During training, the atoms will be moved to the right place by following the indication of \(\tau\) present in the loss.

Learned distribution for each action in two different situations.

In the figure above, you can visualize the CDF for each action in two situations. I used five points to describe the distribution over returns. Some distributions have a support on the return space very tight. It could mean that the agent is more confident on the possible outcomes.

After seeing the result on Lunar Lander, I thought my implementation was good enough to use it on Atari. Papers are benchmarking on this platform so it will be an excellent mean to check if I am right. At the start, I thought l have just a few modifications to do to test it on Pong or Space Invaders. It didn't work out as I expected. In fact, after hours trying to debug, I learned the existence of wrappers used over the Atari games when RL researchers are experimenting on it.

For examples:

**EpisodicLifeEnv**: Convert individual lives in the game into separate episodes.**FireResetEnv**: Pressing FIRE at the beginning of the game**ProcessFrame84**: Convert input observation to grayscale 84x84**ClipRewardEnv**: Clipping the reward to -1, 0 and 1 values. Why? The obtained score can vary among the games.

I also got memory issues, mostly because I was stocking a lot more data in the replay buffer. In the Lunar Lander, the state vector has eight values, that I stack with several past to augment the state representation. Passing to Atari games, the vector space is now images and takes a lot more space, especially if I expand the state representation with the past images.

Hyperparameters has to change too because the settings were reframed.

After all these issues, I think to start over on a better base: this time, I use a reinforcement learning toolkit, named ptan, to focus on more on the quantile regression concept and less on core implementation. I also started to use W&B, to save experiments progress. I use the Pong environment to try out this new implementation. Finally, I didn't want to wait too long the end of a run, so I took an interest in DQN extensions to speed up the learning.

Screenshot of my wandb dashboard with the summary plotting and the hyperparameters

For the first speed up, I followed the first suggestion of this blog. The trick is to set a train frequency: a batch is seen all the \(N\) frames instead of each frame. However, I have to tweak the hyperparameters carefully. To get the same thing as if I trained each time, I multiplied the batch size, the learning rate, and the other optimizer hyperparameters by the train frequency I have set.

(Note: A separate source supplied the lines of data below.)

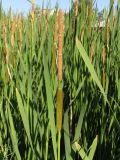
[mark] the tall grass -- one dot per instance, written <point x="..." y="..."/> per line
<point x="60" y="84"/>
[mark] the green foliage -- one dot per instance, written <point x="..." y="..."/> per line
<point x="91" y="86"/>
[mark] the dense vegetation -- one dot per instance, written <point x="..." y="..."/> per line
<point x="60" y="84"/>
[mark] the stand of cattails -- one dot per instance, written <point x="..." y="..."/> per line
<point x="59" y="99"/>
<point x="58" y="42"/>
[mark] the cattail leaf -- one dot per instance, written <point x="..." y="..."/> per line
<point x="50" y="103"/>
<point x="81" y="152"/>
<point x="13" y="135"/>
<point x="93" y="148"/>
<point x="23" y="116"/>
<point x="67" y="137"/>
<point x="90" y="67"/>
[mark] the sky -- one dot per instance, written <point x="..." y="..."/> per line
<point x="24" y="6"/>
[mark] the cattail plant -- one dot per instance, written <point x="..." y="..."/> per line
<point x="13" y="39"/>
<point x="55" y="45"/>
<point x="59" y="99"/>
<point x="76" y="8"/>
<point x="20" y="32"/>
<point x="6" y="50"/>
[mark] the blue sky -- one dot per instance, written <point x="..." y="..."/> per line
<point x="24" y="5"/>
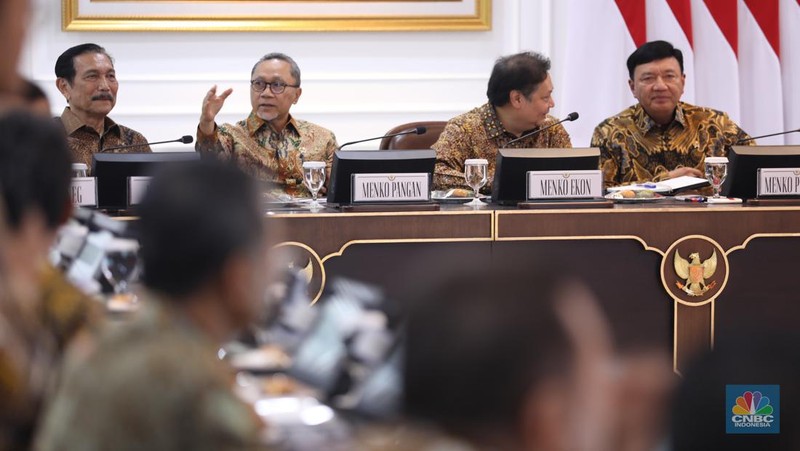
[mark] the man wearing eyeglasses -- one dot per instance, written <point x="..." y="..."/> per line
<point x="270" y="144"/>
<point x="660" y="137"/>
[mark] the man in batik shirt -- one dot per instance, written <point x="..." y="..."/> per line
<point x="520" y="96"/>
<point x="270" y="144"/>
<point x="88" y="81"/>
<point x="661" y="137"/>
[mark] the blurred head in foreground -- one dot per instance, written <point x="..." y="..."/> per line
<point x="156" y="382"/>
<point x="34" y="183"/>
<point x="203" y="239"/>
<point x="513" y="359"/>
<point x="701" y="413"/>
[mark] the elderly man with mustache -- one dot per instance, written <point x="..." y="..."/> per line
<point x="87" y="80"/>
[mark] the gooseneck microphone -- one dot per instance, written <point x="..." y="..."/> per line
<point x="416" y="131"/>
<point x="570" y="117"/>
<point x="186" y="139"/>
<point x="741" y="141"/>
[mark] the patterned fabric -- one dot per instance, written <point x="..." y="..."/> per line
<point x="33" y="337"/>
<point x="84" y="141"/>
<point x="634" y="149"/>
<point x="478" y="134"/>
<point x="154" y="383"/>
<point x="271" y="156"/>
<point x="65" y="310"/>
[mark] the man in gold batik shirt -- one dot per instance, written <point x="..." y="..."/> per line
<point x="661" y="137"/>
<point x="520" y="95"/>
<point x="270" y="144"/>
<point x="88" y="81"/>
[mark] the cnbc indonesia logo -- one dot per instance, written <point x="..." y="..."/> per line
<point x="753" y="409"/>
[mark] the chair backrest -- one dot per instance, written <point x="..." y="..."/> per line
<point x="413" y="142"/>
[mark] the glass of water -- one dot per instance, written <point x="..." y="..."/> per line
<point x="716" y="171"/>
<point x="314" y="179"/>
<point x="120" y="265"/>
<point x="475" y="170"/>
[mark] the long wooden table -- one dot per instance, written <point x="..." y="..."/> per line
<point x="626" y="255"/>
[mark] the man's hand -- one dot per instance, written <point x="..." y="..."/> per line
<point x="692" y="172"/>
<point x="212" y="103"/>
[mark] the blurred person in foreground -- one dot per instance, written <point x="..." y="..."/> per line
<point x="270" y="144"/>
<point x="517" y="361"/>
<point x="42" y="313"/>
<point x="520" y="96"/>
<point x="156" y="383"/>
<point x="86" y="77"/>
<point x="661" y="137"/>
<point x="700" y="413"/>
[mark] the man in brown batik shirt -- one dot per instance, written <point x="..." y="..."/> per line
<point x="87" y="80"/>
<point x="270" y="144"/>
<point x="520" y="96"/>
<point x="661" y="137"/>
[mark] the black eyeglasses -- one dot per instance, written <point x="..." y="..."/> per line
<point x="276" y="87"/>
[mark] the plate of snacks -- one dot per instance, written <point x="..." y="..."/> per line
<point x="634" y="197"/>
<point x="455" y="195"/>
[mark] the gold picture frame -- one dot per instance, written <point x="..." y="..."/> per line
<point x="276" y="15"/>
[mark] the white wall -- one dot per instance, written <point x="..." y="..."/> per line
<point x="358" y="84"/>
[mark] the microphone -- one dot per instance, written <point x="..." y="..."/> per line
<point x="416" y="131"/>
<point x="185" y="139"/>
<point x="570" y="117"/>
<point x="765" y="136"/>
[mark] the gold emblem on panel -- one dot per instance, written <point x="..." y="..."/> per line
<point x="299" y="258"/>
<point x="699" y="278"/>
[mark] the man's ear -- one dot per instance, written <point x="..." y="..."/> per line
<point x="62" y="84"/>
<point x="297" y="97"/>
<point x="515" y="98"/>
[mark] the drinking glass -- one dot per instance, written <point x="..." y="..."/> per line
<point x="120" y="264"/>
<point x="716" y="170"/>
<point x="314" y="178"/>
<point x="79" y="169"/>
<point x="475" y="175"/>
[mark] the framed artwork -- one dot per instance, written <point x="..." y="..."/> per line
<point x="276" y="15"/>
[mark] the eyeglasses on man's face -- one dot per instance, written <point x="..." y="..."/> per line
<point x="276" y="87"/>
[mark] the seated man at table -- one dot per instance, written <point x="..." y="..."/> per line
<point x="41" y="313"/>
<point x="156" y="382"/>
<point x="660" y="137"/>
<point x="269" y="144"/>
<point x="88" y="81"/>
<point x="520" y="96"/>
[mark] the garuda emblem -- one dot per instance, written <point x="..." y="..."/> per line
<point x="695" y="273"/>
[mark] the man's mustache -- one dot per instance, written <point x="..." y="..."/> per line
<point x="103" y="97"/>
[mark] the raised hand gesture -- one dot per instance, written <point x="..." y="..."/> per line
<point x="212" y="104"/>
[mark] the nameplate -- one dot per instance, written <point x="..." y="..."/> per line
<point x="408" y="187"/>
<point x="136" y="188"/>
<point x="84" y="191"/>
<point x="779" y="182"/>
<point x="565" y="184"/>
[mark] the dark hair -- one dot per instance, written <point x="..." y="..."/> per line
<point x="294" y="69"/>
<point x="653" y="51"/>
<point x="522" y="72"/>
<point x="34" y="168"/>
<point x="478" y="342"/>
<point x="65" y="64"/>
<point x="194" y="217"/>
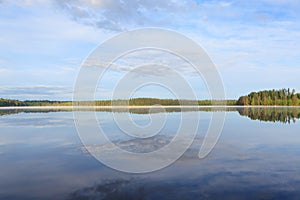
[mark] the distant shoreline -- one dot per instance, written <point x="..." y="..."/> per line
<point x="146" y="106"/>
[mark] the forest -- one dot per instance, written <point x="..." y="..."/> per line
<point x="281" y="97"/>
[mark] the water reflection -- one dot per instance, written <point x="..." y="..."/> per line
<point x="273" y="114"/>
<point x="42" y="158"/>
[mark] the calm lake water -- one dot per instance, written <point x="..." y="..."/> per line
<point x="256" y="157"/>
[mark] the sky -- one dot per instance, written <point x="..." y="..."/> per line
<point x="43" y="43"/>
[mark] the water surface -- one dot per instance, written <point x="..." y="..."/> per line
<point x="256" y="157"/>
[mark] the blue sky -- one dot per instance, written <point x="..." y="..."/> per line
<point x="254" y="44"/>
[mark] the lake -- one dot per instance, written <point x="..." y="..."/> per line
<point x="257" y="157"/>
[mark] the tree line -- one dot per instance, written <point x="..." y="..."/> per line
<point x="282" y="97"/>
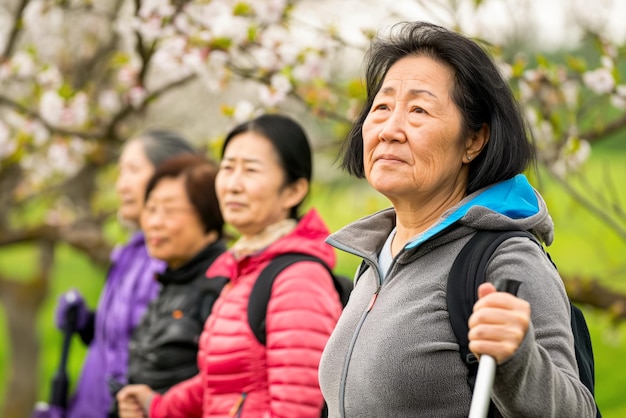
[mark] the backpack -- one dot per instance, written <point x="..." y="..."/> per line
<point x="260" y="295"/>
<point x="467" y="273"/>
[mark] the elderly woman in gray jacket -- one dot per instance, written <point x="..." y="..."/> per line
<point x="443" y="139"/>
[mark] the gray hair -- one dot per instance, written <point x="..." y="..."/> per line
<point x="161" y="144"/>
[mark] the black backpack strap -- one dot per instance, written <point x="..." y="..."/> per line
<point x="467" y="273"/>
<point x="262" y="289"/>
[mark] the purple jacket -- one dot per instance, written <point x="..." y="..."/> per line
<point x="129" y="287"/>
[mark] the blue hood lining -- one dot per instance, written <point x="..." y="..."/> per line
<point x="514" y="198"/>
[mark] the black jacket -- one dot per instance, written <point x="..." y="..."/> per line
<point x="164" y="345"/>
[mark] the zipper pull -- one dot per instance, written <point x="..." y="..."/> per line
<point x="237" y="406"/>
<point x="373" y="300"/>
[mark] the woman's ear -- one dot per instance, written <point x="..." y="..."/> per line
<point x="295" y="193"/>
<point x="475" y="143"/>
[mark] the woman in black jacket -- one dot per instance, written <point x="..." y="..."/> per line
<point x="183" y="227"/>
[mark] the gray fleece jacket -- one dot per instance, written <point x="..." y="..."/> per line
<point x="395" y="355"/>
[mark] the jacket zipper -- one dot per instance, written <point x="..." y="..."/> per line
<point x="370" y="306"/>
<point x="237" y="408"/>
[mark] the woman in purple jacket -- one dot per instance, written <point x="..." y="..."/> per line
<point x="129" y="286"/>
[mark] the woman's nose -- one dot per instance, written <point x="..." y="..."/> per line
<point x="393" y="129"/>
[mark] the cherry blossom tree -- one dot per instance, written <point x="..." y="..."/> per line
<point x="78" y="76"/>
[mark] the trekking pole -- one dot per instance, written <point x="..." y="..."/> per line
<point x="481" y="398"/>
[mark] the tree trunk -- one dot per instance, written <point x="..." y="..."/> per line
<point x="22" y="301"/>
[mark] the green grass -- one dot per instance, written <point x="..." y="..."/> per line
<point x="583" y="245"/>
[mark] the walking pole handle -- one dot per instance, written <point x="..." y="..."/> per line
<point x="481" y="398"/>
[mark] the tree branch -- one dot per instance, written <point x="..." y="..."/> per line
<point x="87" y="238"/>
<point x="14" y="32"/>
<point x="51" y="128"/>
<point x="591" y="292"/>
<point x="595" y="135"/>
<point x="598" y="211"/>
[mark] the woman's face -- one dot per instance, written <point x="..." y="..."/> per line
<point x="135" y="169"/>
<point x="412" y="145"/>
<point x="250" y="185"/>
<point x="174" y="232"/>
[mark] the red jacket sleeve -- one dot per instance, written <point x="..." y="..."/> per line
<point x="183" y="400"/>
<point x="301" y="315"/>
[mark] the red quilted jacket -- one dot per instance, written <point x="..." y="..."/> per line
<point x="239" y="377"/>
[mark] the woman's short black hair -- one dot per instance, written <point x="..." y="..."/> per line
<point x="290" y="142"/>
<point x="199" y="174"/>
<point x="480" y="92"/>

Then I use an extension called N Steps, where we look at the reward for \(N\) consequent steps. In classical DQN, we are just updating with immediate reward, and here we are using the reward of two or three steps ahead.

$$\begin{split} Q(s_t, a_t) & = r_t + \gamma \max_a Q(s_{t+1}, a_{t+1}) \\ & = r_t + \gamma \max_a[r_{a,t+1} + \gamma \max_{a'} Q(s_t+2, a')] \\ & = r_t + \gamma r_{t+1} + \gamma^2 \max_{a'} Q(s_{t+2}, a') \end{split}$$

The last extension I used is Double DQN. What changed is we choose an action for the next state using the trained network but still take value from the target network.

$$ \begin{split} Q(s_t, a_t) & = r_t + \gamma \max_a Q'(s_{t+1}, a_{t+1}) \\ & = r_t + \gamma \max_a Q'(s_{t+1}, \mathrm{arg}\max_a Q(s_{t+1}, a)) \\ \end{split}$$

Speed up methods is good, but hyperparameters impact a lot on the convergence time. For that, I use those from this paper, that writes down all the hyperparameters for DQN, Rainbow, C51 and such in the Annexe section.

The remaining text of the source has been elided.